Temei, Supremo! Está em alta o nome de José Eduardo Cardozo, hoje ministro da Justiça, para a vaga aberta no Supremo com a saída iminente do ministro Joaquim Barbosa — na verdade, essa pode ser a consequência mais nefasta de sua aposentadoria precoce. Dilma tem uma certa gratidão por ele. Durante a campanha, havia três […]

Temei, Supremo!

Está em alta o nome de José Eduardo Cardozo, hoje ministro da Justiça, para a vaga aberta no Supremo com a saída iminente do ministro Joaquim Barbosa — na verdade, essa pode ser a consequência mais nefasta de sua aposentadoria precoce.

Dilma tem uma certa gratidão por ele. Durante a campanha, havia três assessores próximos que ela apelidou, carinhosamente, de seus “Três Porquinhos”. Um dos “Porquinhos” era justamente Cardozo. Os outros dois eram Antonio Palocci e José Eduardo Dutra.

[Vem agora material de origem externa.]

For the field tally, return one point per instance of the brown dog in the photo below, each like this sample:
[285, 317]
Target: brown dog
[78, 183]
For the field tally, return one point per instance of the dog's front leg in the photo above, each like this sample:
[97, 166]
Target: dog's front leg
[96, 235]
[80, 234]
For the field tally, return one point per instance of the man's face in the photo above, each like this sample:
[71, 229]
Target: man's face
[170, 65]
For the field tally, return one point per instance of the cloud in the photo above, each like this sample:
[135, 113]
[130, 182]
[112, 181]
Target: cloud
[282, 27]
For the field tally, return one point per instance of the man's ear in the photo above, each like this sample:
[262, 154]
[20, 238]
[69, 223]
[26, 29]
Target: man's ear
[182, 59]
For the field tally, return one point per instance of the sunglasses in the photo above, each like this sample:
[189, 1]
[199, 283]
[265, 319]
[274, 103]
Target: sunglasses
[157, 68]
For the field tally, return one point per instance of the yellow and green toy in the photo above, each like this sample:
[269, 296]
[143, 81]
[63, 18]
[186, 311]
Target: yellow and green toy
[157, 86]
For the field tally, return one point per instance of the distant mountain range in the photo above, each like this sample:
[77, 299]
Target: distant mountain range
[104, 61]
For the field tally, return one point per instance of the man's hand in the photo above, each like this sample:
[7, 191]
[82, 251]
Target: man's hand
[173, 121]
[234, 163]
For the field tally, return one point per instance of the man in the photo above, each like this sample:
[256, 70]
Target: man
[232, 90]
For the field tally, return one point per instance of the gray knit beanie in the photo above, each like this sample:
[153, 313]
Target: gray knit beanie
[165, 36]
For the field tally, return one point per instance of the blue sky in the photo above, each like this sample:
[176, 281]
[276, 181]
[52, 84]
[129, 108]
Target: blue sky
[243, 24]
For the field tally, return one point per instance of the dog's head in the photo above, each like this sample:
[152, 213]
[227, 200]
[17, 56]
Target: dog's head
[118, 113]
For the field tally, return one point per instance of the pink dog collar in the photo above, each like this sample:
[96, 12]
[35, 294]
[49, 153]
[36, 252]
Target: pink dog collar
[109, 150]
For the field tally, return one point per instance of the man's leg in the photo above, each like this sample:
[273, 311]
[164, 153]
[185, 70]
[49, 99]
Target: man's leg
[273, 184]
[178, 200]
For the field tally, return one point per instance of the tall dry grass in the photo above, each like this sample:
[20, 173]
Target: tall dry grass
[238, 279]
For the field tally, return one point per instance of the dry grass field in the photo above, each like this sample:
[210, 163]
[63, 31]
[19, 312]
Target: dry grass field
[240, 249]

O ex-ministro está hoje na iniciativa privada e segue como um dos homens mais próximos de Lula. Dutra é diretor Corporativo da Petrobras. Cardozo está no Ministério da Justiça, mas Dilma não esconde dos mais íntimos que o considera incompetente. Então alimenta a ideia de lhe arrumar um emprego no Supremo. Imaginem… Ele teria 15 anos para ficar no tribunal!

Durante um tempo, Cardozo confundiu algumas cabecinhas. Chegou a anunciar que se afastaria da política, desiludido com a falta de idealismo e coisa e tal. Mas logo recobrou a vontade. No Ministério da Justiça, comporta-se como militante petista. Como militante petista, pretende posar de ministro da Justiça. A sua omissão na área de segurança pública tem sido escandalosa.

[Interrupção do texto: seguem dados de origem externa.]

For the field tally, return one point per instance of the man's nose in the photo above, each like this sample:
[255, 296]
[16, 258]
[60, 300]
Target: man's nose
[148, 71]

Já escrevi aqui e lembro outra vez. No próximo mandato presidencial, serão nomeados cinco ministros: no ano que vem, o substituto de Celso de Mello (caso ele não se aposente antes); em 2016, o de Marco Aurélio, e, em 2018, os de Ricardo Lewandowski, Teori Zavascki e Rosa Weber. Com toda a serenidade, observo que uma eventual vitória da oposição pode ser vital também para o Poder Judiciário manter a sua independência em relação ao Poder Executivo. A corte suprema de um país não pode ser a seção de um partido ou uma extensão de um grupo ideológico, a exemplo do que acontece hoje em protoditaduras como a Venezuela, a Bolívia, o Equador ou a Nicarágua.